According to Ozerov and press sources, Serdyukov addressed other miscellany.

The Defense Minister said the LDPR’s recent draft law proposing to allow young men to buy their way out of the draft for 1 million rubles “raises a whole series of issues.”  He claimed this would interfere with the country’s mobilization potential.  He apparently didn’t say how many guys he thought could afford that much, but he must think a lot can, if it could affect Russia’s human mobilization resources.

Despite recent press indicating a strong presumption that Serdyukov is ready to euthanize premilitary Suvorov and Nakhimov schools (much as VVUZy have been paired back), he told the Federation Council that Suvorov schools will be preserved and strengthened.

Serdyukov demurred from the possibility of more Russian bases abroad, calling them an “expensive pleasure.”

He said the military’s 8,000 plus military towns will be reduced and consolidated into only 184, and those cut would be turned over to the oblasts and republics in which they are located.  The Defense Ministry will discuss with RF subjects and local governments the transfer of housing and other social infrastructure in military towns to their jurisdiction. 

This harks back to the late April announcement about constructing new, large ‘core military towns.’  The smaller number of garrisons sounds more appropriate for a million-man army than 8,000, but taking care of those left stranded without utilities and other services in former garrisons is much more troublesome than simply transferring them to the control of oblasts or local governments.

Serdyukov said the Defense Ministry will acquire 51,000, rather than 45,000 permament apartments for servicemen this year.  He doesn’t see any problem with providing service apartments to every military man by the end of 2012.

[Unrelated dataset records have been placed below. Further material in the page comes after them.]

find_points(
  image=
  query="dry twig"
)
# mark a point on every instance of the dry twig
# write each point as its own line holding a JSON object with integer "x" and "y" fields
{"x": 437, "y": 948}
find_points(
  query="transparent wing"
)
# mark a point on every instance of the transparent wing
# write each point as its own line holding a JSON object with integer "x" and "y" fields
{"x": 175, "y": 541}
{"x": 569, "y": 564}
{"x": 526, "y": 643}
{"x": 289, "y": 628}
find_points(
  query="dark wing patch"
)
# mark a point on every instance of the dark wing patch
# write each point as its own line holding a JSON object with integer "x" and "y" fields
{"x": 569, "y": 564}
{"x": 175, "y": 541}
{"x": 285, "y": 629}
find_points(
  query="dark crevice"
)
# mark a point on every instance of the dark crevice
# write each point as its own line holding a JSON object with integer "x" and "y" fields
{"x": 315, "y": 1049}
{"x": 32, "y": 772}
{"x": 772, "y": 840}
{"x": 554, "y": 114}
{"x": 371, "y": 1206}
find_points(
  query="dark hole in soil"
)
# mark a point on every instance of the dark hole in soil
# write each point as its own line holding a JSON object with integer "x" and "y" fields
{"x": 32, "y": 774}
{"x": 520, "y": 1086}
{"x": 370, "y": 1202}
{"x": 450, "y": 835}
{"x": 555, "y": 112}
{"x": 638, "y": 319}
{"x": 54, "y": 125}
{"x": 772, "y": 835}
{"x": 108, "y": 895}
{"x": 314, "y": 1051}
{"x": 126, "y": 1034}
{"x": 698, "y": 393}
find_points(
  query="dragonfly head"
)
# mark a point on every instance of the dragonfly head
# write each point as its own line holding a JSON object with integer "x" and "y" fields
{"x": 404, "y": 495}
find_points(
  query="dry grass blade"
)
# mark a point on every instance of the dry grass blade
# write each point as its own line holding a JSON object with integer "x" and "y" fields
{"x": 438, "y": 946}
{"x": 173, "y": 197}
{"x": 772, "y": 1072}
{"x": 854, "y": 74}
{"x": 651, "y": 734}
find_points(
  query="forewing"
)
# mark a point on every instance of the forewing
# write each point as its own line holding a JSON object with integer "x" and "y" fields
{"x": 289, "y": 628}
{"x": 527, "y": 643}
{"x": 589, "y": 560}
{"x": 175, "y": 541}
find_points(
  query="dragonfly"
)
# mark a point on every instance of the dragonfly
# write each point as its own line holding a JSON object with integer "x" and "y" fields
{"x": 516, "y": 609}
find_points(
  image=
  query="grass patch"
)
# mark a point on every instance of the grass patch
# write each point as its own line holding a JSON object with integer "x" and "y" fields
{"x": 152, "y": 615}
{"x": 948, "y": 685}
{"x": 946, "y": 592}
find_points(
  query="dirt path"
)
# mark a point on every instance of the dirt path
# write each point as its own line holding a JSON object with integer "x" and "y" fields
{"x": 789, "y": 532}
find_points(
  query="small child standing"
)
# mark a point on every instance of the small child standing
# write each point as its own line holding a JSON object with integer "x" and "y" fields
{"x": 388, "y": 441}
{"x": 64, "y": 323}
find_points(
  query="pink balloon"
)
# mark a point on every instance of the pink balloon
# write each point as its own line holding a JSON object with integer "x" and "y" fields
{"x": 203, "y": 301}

He regrets that the Defense Ministry’s request for indexing military pay and pensions has not been approved, but he said this issue is not decided yet.

On the Black Sea Fleet, Ozerov said Serdyukov said the fleet’s personnel will be less than the 24,000 stationed there earlier.  He said Serdyukov said he expects the new Ukrainian government to be much more amenable to discussing deliveries of new weapons and equipment of the Russian fleet.